Jasper Johns was an artist that came onto the scene in the 1950s. Much of the work that he created led the American public away from the expressionism form, and towards an art movement or form known as the concrete.
He would depict many flags and maps, and this created a more distinct style with the work that was being done during this period in American art history. He was also one of the leading forces to the pop form known as
minimalism; even to this day, many of the pieces that are sold at auction, bring in extremely high price tags, and sell for record amounts.
Jasper Johns was born in Augusta, GA, and raised in Adelade, SC. From an early age, he grew up wanting to be an artist. Before moving to New York in the early 1950s, he studied for a brief period at the University of South Carolina. Upon moving to New York, Jasper Johns met artists, which led him down the road of wanting to work in this career field even more. John Cage (composer) and Merce Cunningham (choreographer), and Robert Rauschenburg (painter), were some of the early influences he met in New York. A visit to Pennsylvania, to view "The Large Glass" (by Marcel Dunchamp), created an intrigue in his work for Johns. Dunchamp had changed the art world with the "readymades"( a series of found objects, painted as finished works). His distinct work and style played a role in Jasper Johns's interest in art, and the style he would eventually follow.
As the art world was searching for new ideas, outside the purely abstract style, the early paintings of maps and flags which Jasper Johns created, took in both praise and ridicule by certain critics in the art world. The
early works he created, had a sense of craft work, and a small expression of the extra-ordinary and absurd. The process to create the images, were the meanings were found. Much of the work Jasper Johns created, was extremely
new to the museum goers and art lovers, as the simple form of designing flags, and large numbers in print, was something which was never seen before. The distinct style, and the simplicity behind it, eventually captured the
interest of museum goers.
In 1958, Leo Castelli visited the museum of Rauscenburg, and this was the first time he had seen any of the work created by Jasper Johns. He was impressed with the creativity, and simplicity behind the work, and offered the 28 year old, a spot for his own exhibit, upon first viewing the pieces which Jasper Johns had created. During the first exhibition, the Museum of Modern Art purchased three of the pieces that were on display, which proved that the simple format, and style, were going to make Jasper Johns a force in the art world. Nearly 30 years after this date, some of the pieces that Johns had created, were sold for a higher price tag than ever, for a living artist's work.
Due to the fact that he focused more on the process (which he believed to be the actual art), Jasper Johns made a transition over to print making; he would often make counterparts to the art pieces he had created, in a print form. Working in print making, Johns had the ability to experiment, and it also gave him the ability to delve into new endeavors, and to work with the different art forms which he admired so much. The innovations which he found in screen printing, lithography, and etching, would completely revolutionize this field of art, and would create a career that would hold a number of pieces which the art world admired.
As Jasper Johns was continuing with work in flags and map design, he also decided to introduce some of the ideas that he had for sculpture, into the works he had crafted while painting. Much of the early sculptures he had created, included everyday items that could be found around the home. Such items included beer cans, light bulbs, and paint brushes; and, with these simple pieces, he would eventually create a collage with the individual sculptures that had been created.
Collaboration was also something that Jasper Johns engaged in during this period of time, and it would serve to help further his career, and the pieces that he created at a later time in his career. He would collaborate with a number of artists, and big names in the art world. Some of the people Jasper Johns regularly collaborated with included: Andy Warhol, Robert Morris, and Bruce Naumann. In 1967, he met Frank O'Hara (author), and was invited to do the illustrations and art work for the book (In Memory of My Feelings).
In the 1970s, Jasper Johns met with another author, Samuel Beckett, who requested that he would design the art work for his written piece, Fizzles. This was the beginning of a change in the work that Johns would create during this time period, which showcased a more monotone, and simple art form that he was working on.

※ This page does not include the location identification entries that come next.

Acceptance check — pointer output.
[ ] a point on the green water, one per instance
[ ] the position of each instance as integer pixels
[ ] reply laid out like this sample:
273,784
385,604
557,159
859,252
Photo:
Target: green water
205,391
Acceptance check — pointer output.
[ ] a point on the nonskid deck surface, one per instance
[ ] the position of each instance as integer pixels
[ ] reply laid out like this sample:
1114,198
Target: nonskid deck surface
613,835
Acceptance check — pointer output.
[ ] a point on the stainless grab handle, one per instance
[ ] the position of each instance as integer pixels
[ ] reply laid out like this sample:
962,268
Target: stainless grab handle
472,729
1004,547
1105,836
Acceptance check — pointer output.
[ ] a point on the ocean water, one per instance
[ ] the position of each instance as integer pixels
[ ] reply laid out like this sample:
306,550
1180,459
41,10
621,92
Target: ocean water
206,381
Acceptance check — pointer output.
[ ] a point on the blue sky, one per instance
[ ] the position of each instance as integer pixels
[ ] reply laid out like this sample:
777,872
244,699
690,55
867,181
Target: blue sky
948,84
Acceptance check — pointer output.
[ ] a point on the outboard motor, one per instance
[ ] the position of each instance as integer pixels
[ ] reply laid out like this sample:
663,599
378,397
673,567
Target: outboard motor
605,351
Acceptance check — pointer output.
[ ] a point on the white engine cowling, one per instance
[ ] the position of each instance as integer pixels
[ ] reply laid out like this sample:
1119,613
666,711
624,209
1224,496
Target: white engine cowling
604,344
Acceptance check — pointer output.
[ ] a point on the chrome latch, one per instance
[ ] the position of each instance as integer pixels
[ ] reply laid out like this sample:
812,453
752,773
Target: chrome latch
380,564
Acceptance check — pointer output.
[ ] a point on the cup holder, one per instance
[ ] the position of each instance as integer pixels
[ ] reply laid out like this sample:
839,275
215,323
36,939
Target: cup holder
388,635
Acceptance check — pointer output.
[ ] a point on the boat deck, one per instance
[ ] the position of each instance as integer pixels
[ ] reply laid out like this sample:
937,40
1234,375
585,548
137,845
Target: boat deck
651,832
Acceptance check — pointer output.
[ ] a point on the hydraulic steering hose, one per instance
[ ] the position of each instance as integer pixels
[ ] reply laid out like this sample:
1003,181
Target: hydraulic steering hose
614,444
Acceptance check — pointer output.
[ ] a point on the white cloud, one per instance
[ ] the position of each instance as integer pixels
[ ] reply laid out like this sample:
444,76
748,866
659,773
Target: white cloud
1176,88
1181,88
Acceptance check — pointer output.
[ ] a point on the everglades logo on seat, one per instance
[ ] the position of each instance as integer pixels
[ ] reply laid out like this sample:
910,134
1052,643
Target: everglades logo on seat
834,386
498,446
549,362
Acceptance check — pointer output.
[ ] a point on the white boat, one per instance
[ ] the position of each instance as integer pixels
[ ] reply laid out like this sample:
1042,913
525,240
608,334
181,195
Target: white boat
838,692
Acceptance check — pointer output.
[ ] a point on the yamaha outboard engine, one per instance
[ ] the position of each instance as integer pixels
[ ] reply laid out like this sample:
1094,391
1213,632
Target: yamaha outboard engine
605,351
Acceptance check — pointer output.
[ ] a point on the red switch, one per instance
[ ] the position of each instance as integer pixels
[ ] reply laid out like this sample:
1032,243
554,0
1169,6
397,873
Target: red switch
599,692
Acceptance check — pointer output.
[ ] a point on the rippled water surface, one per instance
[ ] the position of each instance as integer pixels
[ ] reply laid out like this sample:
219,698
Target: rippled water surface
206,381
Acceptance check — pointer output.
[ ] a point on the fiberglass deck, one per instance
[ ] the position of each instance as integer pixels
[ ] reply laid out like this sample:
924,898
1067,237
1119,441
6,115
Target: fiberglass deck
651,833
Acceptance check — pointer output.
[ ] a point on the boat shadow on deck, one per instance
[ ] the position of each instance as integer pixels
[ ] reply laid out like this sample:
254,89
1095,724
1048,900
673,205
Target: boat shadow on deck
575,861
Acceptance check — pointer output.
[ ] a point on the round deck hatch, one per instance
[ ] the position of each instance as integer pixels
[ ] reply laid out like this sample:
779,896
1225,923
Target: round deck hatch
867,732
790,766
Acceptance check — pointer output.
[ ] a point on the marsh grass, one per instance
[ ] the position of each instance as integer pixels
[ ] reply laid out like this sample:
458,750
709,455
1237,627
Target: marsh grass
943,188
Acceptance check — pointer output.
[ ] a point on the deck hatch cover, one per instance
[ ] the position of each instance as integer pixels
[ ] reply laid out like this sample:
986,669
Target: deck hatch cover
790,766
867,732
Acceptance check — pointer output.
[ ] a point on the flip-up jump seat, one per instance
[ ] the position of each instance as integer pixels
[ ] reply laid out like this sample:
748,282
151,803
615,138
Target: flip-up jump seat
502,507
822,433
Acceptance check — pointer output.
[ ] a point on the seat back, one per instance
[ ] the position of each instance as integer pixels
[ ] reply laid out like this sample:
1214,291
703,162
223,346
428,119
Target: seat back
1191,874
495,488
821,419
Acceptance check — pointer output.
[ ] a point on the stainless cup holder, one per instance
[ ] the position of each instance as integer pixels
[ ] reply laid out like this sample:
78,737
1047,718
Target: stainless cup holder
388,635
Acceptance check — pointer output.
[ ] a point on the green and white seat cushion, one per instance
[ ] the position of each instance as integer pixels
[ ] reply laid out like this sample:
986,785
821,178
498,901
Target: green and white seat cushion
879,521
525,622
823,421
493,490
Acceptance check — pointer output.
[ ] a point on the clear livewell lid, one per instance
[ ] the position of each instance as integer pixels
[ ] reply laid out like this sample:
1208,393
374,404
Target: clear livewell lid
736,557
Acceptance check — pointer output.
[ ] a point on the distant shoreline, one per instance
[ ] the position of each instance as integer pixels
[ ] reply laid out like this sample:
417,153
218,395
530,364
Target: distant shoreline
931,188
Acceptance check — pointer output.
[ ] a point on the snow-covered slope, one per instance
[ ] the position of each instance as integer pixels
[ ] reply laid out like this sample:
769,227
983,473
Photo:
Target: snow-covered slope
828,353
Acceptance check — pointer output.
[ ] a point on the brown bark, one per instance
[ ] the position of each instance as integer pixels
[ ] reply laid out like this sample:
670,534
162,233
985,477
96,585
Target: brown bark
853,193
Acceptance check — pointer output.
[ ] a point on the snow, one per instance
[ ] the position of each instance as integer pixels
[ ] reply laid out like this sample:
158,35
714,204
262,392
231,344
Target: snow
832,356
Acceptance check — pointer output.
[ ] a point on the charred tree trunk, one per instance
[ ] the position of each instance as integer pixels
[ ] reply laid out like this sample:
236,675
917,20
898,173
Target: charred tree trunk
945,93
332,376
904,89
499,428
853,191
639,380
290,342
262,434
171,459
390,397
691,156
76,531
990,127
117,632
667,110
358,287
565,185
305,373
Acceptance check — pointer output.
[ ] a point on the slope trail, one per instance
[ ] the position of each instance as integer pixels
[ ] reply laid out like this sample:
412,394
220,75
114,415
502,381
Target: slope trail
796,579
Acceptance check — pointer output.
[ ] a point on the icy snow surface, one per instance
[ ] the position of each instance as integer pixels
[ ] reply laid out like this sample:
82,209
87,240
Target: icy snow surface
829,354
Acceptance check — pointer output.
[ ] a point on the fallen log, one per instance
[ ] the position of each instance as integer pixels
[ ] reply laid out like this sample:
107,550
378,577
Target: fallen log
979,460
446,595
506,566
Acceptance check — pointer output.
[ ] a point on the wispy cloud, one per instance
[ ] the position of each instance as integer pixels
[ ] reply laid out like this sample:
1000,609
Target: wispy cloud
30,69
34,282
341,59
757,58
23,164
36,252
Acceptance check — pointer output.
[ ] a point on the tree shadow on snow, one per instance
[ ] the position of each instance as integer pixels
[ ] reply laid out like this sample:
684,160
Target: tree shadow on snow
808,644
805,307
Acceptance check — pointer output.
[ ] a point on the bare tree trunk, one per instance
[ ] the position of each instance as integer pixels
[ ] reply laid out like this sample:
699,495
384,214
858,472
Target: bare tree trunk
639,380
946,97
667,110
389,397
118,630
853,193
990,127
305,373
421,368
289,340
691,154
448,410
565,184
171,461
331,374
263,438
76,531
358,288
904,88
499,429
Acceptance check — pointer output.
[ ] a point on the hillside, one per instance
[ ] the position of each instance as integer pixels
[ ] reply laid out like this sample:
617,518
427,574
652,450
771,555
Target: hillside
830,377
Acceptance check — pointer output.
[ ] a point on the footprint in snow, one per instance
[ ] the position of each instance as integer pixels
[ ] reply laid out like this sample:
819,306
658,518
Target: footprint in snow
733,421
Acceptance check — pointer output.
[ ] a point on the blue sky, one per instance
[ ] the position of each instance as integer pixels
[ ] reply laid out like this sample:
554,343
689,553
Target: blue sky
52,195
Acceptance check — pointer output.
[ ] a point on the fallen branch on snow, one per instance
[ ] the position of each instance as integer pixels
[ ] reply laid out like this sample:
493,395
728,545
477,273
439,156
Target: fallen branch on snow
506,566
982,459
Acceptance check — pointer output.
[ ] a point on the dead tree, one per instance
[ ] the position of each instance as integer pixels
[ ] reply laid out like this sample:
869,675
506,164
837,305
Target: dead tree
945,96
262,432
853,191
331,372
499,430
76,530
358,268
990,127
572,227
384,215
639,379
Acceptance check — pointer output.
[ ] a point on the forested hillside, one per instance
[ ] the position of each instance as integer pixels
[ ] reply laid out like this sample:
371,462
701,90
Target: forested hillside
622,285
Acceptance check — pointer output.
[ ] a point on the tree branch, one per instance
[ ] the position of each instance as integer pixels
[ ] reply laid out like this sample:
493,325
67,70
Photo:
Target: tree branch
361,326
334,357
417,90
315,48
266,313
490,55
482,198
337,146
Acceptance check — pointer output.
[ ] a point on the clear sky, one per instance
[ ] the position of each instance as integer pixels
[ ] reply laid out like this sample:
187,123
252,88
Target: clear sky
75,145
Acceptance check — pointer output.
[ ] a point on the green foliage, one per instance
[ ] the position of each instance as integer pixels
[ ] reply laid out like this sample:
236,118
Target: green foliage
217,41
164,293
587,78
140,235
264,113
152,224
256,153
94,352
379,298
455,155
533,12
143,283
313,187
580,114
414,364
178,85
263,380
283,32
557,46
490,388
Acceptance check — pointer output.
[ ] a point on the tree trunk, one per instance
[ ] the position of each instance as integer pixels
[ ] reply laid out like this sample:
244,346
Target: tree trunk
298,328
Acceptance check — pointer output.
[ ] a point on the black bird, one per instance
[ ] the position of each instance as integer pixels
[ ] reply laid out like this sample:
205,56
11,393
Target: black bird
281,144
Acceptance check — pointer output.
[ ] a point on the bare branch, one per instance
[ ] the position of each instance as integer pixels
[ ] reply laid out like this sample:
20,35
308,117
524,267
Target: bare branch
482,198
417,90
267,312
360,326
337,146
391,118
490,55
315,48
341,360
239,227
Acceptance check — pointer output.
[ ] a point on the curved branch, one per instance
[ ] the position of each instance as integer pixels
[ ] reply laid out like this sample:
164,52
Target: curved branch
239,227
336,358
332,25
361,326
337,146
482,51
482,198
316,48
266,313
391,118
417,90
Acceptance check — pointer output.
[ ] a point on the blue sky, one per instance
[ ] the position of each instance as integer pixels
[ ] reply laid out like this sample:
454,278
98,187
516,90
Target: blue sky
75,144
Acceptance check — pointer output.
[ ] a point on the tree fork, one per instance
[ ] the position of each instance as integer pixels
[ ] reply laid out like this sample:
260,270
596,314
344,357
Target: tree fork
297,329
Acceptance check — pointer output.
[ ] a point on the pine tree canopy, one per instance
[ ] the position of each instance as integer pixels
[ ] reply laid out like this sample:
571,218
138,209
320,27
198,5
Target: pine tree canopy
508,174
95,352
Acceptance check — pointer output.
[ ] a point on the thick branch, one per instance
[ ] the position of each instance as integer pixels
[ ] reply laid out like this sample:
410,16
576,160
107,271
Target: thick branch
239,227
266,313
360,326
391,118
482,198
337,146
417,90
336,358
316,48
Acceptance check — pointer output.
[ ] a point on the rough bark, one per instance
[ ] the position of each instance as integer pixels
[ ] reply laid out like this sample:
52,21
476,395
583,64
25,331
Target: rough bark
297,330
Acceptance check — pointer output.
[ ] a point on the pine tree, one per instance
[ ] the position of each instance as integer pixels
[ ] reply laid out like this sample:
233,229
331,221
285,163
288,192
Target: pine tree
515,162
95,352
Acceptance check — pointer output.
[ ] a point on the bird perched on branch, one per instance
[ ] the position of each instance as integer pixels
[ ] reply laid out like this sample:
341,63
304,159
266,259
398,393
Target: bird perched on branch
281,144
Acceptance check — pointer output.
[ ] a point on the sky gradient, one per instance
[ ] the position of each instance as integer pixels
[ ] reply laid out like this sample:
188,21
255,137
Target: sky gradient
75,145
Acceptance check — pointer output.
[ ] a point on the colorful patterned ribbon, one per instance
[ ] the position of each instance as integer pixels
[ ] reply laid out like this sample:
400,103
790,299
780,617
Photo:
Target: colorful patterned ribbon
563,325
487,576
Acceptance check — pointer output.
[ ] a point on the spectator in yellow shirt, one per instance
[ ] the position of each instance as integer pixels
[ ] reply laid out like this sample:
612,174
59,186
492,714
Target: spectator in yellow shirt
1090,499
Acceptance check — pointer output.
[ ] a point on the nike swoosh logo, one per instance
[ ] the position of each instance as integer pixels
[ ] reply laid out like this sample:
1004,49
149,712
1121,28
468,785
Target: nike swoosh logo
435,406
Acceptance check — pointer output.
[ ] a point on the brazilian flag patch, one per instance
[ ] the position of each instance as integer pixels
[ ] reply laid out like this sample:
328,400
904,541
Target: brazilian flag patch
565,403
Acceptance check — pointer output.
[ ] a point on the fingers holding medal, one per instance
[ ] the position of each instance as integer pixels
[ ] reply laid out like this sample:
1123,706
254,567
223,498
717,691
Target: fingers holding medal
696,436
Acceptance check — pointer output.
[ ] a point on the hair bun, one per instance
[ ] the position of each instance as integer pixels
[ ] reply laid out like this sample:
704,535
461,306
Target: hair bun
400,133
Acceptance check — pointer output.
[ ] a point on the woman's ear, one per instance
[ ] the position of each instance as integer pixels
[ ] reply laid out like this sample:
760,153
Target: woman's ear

During this decade, the work which Jasper Johns would create, would take another turn, and transition over to a new style. Autobiographical paintings were some that Johns created during this period; this went against the statement he had made earlier on in his career, which he described he did not paint with emotion. For those who had followed his career, the work created during this period, seemed to be a betrayal of his earlier works, and the style which his fans had come to adore for so long.
Together with Rauschenberg and several Abstract Expressionist painters of the previous generation, Jackson Pollock, Willem de Kooning, and Barnett Newman, Johns is one of most significant and influential American painters of the twentieth century. He also ranks with Durer, Rembrandt, Goya, Edvard Munch, and Picasso as one of the greatest printmakers of any era. In addition, he makes many drawings - unique works on paper, usually based on a painting he has previously painted - and he has created an unusual body of sculptural objects.
To be an artist you have to give up everything, including the desire to be a good artist.”
Over this 50 year career, Jasper Johns created his own distinct style, and a vast series of pieces. Not only were they ahead of their time, he led artists to a new transition of work as well. And, to this day, his works were sold for some of the highest price tags in the art world, especially as a living artist.